Friday, May 26, 2017

Three visually beautiful movies

Title: 35 Shots of Rum (2008)
Director: Claire Denis
Language: French (and some German)
Rating: Unrated


35 Shots of Rum keeps the dialogue sparse and lets the camera linger on people's expressions and gestures, the light and shadow surrounding them. A widower, Lionel (Alex Descas), and his college-aged daughter, Josephine (Mati Diop) share a close, affectionate relationship, but they're each facing profound changes in their life. Lionel is approaching the age of retirement and watches a former colleague struggle with finding meaning in his life now that he no longer works. Josephine, meanwhile, is in love with a neighbor. Lionel and Josephine are devoted to each other and comfortable sharing a home, but they know they won't keep living as they are indefinitely, and it's difficult to cope with.

There's a lot of visual beauty in this movie. Some of it geometric - trains traveling in the dark with their windows as squares of light, while the windows in buildings are lit rectangles. The play of light is wonderful too, like with the rails that glow in the afternoon or early evening. The combinations of color are also lovely - creams and coffee colors, grays and navy blues, with pops of red. (It reminded me of Edward Hopper paintings.)

And I like the movie's quiet emotions. The tenderness conveyed with few words between father and daughter. The regrets and disquiet, the closeness and loneliness.


Title: Enchanted April (1991)
Director: Mike Newell
Language: English (and some Italian)
Rating: PG


This movie, set after the First World War, has a fairy tale quality, with enchanting actresses filmed in and around a magnificent Italian castle where the gardens are in full bloom. Four Englishwomen - Lottie Wilkins (Josie Lawrence), Rose Arbuthnot (Miranda Richardson), Mrs. Fisher (Joan Plowright), and Caroline Dester (Polly Walker) - pool resources to rent the castle for a month.

Lottie is the one who brings them together and pours love into everyone and everything she comes across. (It was also lovely to watch Josie Lawrence play her, as I know Lawrence only from the UK version of the improv show, Whose Line Is It Anyway?, where she's a talented performer.) In London, Lottie's spirit has been cramped, but once she's in Italy her soul expands.

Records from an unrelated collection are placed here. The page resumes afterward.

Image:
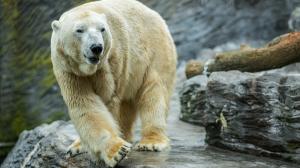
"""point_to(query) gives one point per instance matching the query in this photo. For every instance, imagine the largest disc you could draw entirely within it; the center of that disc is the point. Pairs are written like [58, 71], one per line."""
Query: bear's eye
[79, 31]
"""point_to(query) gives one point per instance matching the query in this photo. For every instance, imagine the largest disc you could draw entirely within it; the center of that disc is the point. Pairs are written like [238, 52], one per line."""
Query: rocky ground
[46, 146]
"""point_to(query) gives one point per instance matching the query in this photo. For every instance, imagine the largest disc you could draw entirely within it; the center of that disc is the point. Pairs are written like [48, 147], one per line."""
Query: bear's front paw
[116, 151]
[156, 144]
[75, 148]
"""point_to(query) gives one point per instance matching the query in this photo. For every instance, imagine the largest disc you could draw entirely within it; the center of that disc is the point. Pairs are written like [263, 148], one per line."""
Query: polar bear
[114, 60]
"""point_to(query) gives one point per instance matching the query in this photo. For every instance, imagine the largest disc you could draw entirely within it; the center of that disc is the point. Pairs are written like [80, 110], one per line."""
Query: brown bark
[281, 51]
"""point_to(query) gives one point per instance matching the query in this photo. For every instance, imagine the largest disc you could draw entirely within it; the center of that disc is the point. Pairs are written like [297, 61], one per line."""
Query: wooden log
[281, 51]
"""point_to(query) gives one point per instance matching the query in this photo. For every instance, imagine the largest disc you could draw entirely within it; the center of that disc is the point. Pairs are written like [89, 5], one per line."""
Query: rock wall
[255, 113]
[198, 24]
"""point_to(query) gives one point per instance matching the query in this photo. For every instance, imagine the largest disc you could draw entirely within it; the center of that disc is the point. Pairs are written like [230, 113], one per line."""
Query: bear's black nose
[96, 49]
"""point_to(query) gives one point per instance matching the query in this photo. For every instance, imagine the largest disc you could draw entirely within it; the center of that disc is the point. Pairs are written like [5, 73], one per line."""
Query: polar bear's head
[84, 37]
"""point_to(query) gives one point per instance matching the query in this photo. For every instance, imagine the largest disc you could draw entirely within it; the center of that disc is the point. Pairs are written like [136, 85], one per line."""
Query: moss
[19, 123]
[293, 145]
[57, 116]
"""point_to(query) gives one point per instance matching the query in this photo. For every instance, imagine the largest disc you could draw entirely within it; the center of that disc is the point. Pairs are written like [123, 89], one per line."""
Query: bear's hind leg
[152, 107]
[75, 148]
[127, 117]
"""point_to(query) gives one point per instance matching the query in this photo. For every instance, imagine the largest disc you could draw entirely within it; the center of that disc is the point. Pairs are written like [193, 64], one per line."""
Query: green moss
[56, 116]
[294, 145]
[19, 123]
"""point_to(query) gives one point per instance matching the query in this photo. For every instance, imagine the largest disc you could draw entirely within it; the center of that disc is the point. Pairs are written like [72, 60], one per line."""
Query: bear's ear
[55, 25]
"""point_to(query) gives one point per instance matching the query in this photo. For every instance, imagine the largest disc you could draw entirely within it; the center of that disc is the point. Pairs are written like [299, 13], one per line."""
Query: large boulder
[197, 24]
[46, 146]
[256, 113]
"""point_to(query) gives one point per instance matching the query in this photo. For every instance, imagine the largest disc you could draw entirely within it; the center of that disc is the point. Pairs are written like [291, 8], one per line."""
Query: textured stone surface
[197, 24]
[252, 113]
[294, 21]
[46, 146]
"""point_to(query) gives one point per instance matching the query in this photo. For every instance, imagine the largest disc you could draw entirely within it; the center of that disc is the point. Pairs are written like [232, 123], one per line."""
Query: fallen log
[281, 51]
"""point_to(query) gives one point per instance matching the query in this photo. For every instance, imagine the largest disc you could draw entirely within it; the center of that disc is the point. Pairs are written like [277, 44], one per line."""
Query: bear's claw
[120, 155]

It's an optimistic movie, showing the healing and transformative powers of love (and of time spent in sunny, gorgeous Italian gardens). There are a couple of husbands about, Mellersh Wilkins (Alfred Molina) and Frederick Arbuthnot (Jim Broadbent), who have second chances bestowed on them. When they all head back to London, will they hold on to what they've discovered about themselves during their idyllic retreat?

Title: The Secret World of Arrietty (2010)
Director: Hiromasa Yonebayashi
Language: I watched a version with dubbed English
Rating: G


This beautiful movie, made in the Studio Ghibli animation studio in Japan, is based on Mary Norton's novel, The Borrowers - featuring a family of tiny people living inside a human home.

Arrietty, the daughter of these small borrowers, winds up befriending a human boy who is ill and staying in his mother's old home. The plot is simple and touching, and even though some of the dialogue is cheesy, it's largely a sweet movie.

And the visuals are magnificent. There's stunning outdoor scenery, like the golden light that filters through the trees, and delicate rain, rustling leaves, and flowers that feel papery and soft even through a screen.

Then there are the exquisite interiors, notably Arrietty's room (a bower with leaves and flowers) and a dollhouse where every detail is lovingly captured. The movie also does well in switching the scale from what an inches-tall person would see versus a human, how the world looks to each.